The LoVo cells in the logarithmic growth period were inoculated in 96-well plates at the concentration of 2000–3000 cells per well. After the cells completely adhered, the serum-free medium was changed to starve overnight. Adding the alcohol extract of JPFR, the concentration of JPFR was prepared with 12.5 μg/mL, 25 μg/mL, 50 μg/mL, 100 μg/mL, 200 μg/mL, 300 μg/mL, 400 μg/mL, and 500 μg/mL. A control group was established. After 48 hours, the cellcountingkit-8 solution was added to each pore at the ratio of 10%. After the solution mixed completely, cells were cultured at 37°C for 4 hours. The absorption of the enzyme was measured at 490 nm/630 nm (double wavelength).

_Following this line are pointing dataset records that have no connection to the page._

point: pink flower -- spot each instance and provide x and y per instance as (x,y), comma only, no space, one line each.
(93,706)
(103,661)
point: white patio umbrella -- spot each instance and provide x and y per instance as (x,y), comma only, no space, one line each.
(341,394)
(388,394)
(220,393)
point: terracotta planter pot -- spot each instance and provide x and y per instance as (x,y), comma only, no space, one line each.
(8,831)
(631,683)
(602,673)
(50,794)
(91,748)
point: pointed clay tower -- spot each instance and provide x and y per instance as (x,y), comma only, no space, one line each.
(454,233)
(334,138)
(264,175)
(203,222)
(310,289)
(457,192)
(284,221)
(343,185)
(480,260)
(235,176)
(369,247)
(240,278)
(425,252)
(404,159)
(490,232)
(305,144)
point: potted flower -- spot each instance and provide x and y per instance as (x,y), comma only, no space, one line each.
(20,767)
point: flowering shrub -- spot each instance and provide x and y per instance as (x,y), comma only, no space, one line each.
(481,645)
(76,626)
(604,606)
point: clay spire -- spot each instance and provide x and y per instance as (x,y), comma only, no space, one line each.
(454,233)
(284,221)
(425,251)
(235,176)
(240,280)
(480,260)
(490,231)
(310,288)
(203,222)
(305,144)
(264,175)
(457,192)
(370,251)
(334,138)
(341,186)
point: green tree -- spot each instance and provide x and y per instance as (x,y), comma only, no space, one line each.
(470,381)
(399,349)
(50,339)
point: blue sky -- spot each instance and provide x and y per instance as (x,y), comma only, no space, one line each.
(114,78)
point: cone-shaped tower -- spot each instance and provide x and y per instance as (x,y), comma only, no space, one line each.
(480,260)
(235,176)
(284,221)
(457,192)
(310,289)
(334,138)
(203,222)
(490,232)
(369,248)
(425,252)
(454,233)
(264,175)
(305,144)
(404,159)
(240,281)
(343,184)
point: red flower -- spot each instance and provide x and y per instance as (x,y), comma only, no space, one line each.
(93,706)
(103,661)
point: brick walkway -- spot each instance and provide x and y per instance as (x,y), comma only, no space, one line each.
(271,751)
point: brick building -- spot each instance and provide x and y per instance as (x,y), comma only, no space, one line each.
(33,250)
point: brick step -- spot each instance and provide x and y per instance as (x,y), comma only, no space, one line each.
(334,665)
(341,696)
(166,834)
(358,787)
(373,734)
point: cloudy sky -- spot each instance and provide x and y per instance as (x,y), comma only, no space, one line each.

2.6. Colony Formation Analysis

The cells which were starved for 2 days were incubated with JPFR in a conditioned medium for 6 days. After washing in the conditioned medium 2 times, the cells were suspended in the conditioned medium. The cell suspension concentration was adjusted to 1 × 103/ml. The cell suspension of 0.4 ml per well was cultured in a 6-well culture plate for 2 weeks, and the colony formation was observed. When the cells formed visible clones (about 50–150 cells per clone), cells were terminated cultured. The cells were incubated with PBS 2 times, and then, carbinol 1 ml/well was added. After fixing for 15 min, 1ml giemsa was added to each hole for 30 mins. The culture plate was placed in the gel imaging system. With the visible light condition, the number of clones was counted by software carried by the machine. Images were scanned and saved. Clone formation rate = clone number/number of inoculated cells × 100%. Adjusted clone formation rate = Clone formation rate (%)/Clone formation rate in the control group (%).

2.7. Transwell Assay

The serum-free medium was diluted with 1 : 4, and 40 μL was added to the room of the 24-orifice plate transwell chamber, and the room temperature was maintained overnight until the gel solidified. The surface of the transwell chamber was incubated on the surface of the membrane with fibronectin as a cytochemotactic factor. 100 μL, 1 × 105 cell suspension that resuspended in a serum-free medium was added to the transwell chamber, and the next chamber was added the medium of 10% fetal bovine serum. The cells in each group had 3 complex holes, and the methods of observation and analysis were the same as those of the migration experiment.

2.8. Wound Healing Assay

Cells (4 × 105) in the 10% FBS-containing medium were seeded on a six-well plate to make a confluent monolayer. The monolayer cells were scratched by a plastic tip and washed with PBS to remove cell debris. An F-12K medium containing 0.5% FBS was, then, added to each well, and the scratched monolayer was incubated in a 37°C incubator with 5% CO2 for 24 hours. Wound closure was measured in five random fields at ×200 magnification using a DMI3000B inverted microscope (Leica, USA). The wound healing percentage was calculated as follows: migrated cell surface area/total surface area × 100%, in which migrated cell surface area = length of cell migration (mm) × 2 × length of defined areas, total surface area = beginning width × length of defined areas.

2.9. In Vivo Experiment

For the lung metastasis model, the single-cell suspension was prepared by the logarithmic long-term fluorescent LoVo cells, and the cell concentration was diluted to 2.5 × 107/ml by PBS (phosphate buffer saline). After the activity of cells was evaluated more than 95% by trypan blue dyeing, 200 μL cell suspension was injected to the tail vein of BALB/c nude mice. The growth and metastasis of tumor in the body were observed by using the American fine real living imaging system (IVIS 200). Each nude mouse was injected with 150 μL 30 mg/ml fluorescein substrate 10–25 min before observation.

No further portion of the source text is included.